Jim Manis on Most Anything

Jim Manis can formulate an opinion about a good many things, including those about which he has little knowledge. (And some dude named "Lazlo.") Visit The MagicFactory.

Monday, November 26, 2007

How does it work? "I don't care."

Back in the day, if a teenage boy wanted a car to drive, he went to the junk yard with his dad when he was fifteen, bought a junk shell of a car, rented someone's garage, went to another junk yard and bought an engine, looked around other junk yards for workable parts, then spent the next year or two building what was called a jalopy.

A lot of good engineers as well as mechanics got their start in just this way. And there weren't that many teenage car accidents because there weren't that many cars built in garages. More ended up being sold for junk than driven. But most of us learned something about trouble shooting our cars later on in life, which meant our lives were less at the mercy of others.

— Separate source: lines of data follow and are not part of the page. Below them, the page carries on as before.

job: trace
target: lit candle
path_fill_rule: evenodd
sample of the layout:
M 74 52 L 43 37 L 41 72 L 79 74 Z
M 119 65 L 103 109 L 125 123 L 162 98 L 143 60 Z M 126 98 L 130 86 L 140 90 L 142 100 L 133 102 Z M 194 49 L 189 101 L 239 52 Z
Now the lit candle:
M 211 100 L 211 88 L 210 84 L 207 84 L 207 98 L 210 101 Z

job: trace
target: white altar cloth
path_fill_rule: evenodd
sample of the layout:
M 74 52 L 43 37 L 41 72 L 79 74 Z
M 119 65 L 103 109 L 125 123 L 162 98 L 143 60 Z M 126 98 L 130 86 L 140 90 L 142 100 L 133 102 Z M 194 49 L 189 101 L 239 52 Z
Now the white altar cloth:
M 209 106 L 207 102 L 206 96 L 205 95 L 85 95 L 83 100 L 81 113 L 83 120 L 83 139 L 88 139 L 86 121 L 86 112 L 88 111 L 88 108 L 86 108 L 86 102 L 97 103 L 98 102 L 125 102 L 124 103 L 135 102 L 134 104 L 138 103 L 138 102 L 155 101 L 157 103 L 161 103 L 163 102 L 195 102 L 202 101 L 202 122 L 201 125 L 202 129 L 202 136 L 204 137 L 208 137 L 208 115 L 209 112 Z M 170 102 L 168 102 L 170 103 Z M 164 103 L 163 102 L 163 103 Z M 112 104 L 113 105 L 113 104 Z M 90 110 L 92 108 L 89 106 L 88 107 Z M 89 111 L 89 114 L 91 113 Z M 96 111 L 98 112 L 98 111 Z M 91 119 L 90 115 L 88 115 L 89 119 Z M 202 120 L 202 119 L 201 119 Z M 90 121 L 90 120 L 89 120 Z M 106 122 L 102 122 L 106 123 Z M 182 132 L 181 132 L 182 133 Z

Nowadays, if a teen wants a car, he generally just wines a lot to mom and dad, or finds a job after school. (As we all know, progress is always down hill.) And when was the last time you saw a teen look under the hood of a car? Most people don't even realize that the faster you drive a car the worse mileage the car gets. Evidently, no one is aware that depressing the accelerator causes more gasoline to be pumped through the engine. (Yup, I've actually met college students who admitted that they did not know this.)

Technology seems to work this way. Eric Chabrow, in an editorial for CIO Insight entitled "Age Determines Technology's Value," addresses the age differential in technology today. His prime example is drawn from a small business when one owner wants to build a Web site and the other, a much younger man, explains that Web sites are passé, everyone has "spaces" today.

"Spaces," of course, are blogs, which are Web sites, or more correctly spaces on Web sites. The big difference in having your own space verses your own Web site is in how your visitors arrive at your site. The latter depends mostly on what used to be called "word of mouth," which as most business folks know is the best advertising money can buy.

And the other difference is that it takes almost no knowledge or ability to "create" a space. In fact doing so can hardly be called "creating" at all, unless you include content.

But that's okay. Being able to maneuver a car is more important than being able to check the oil, most of the time.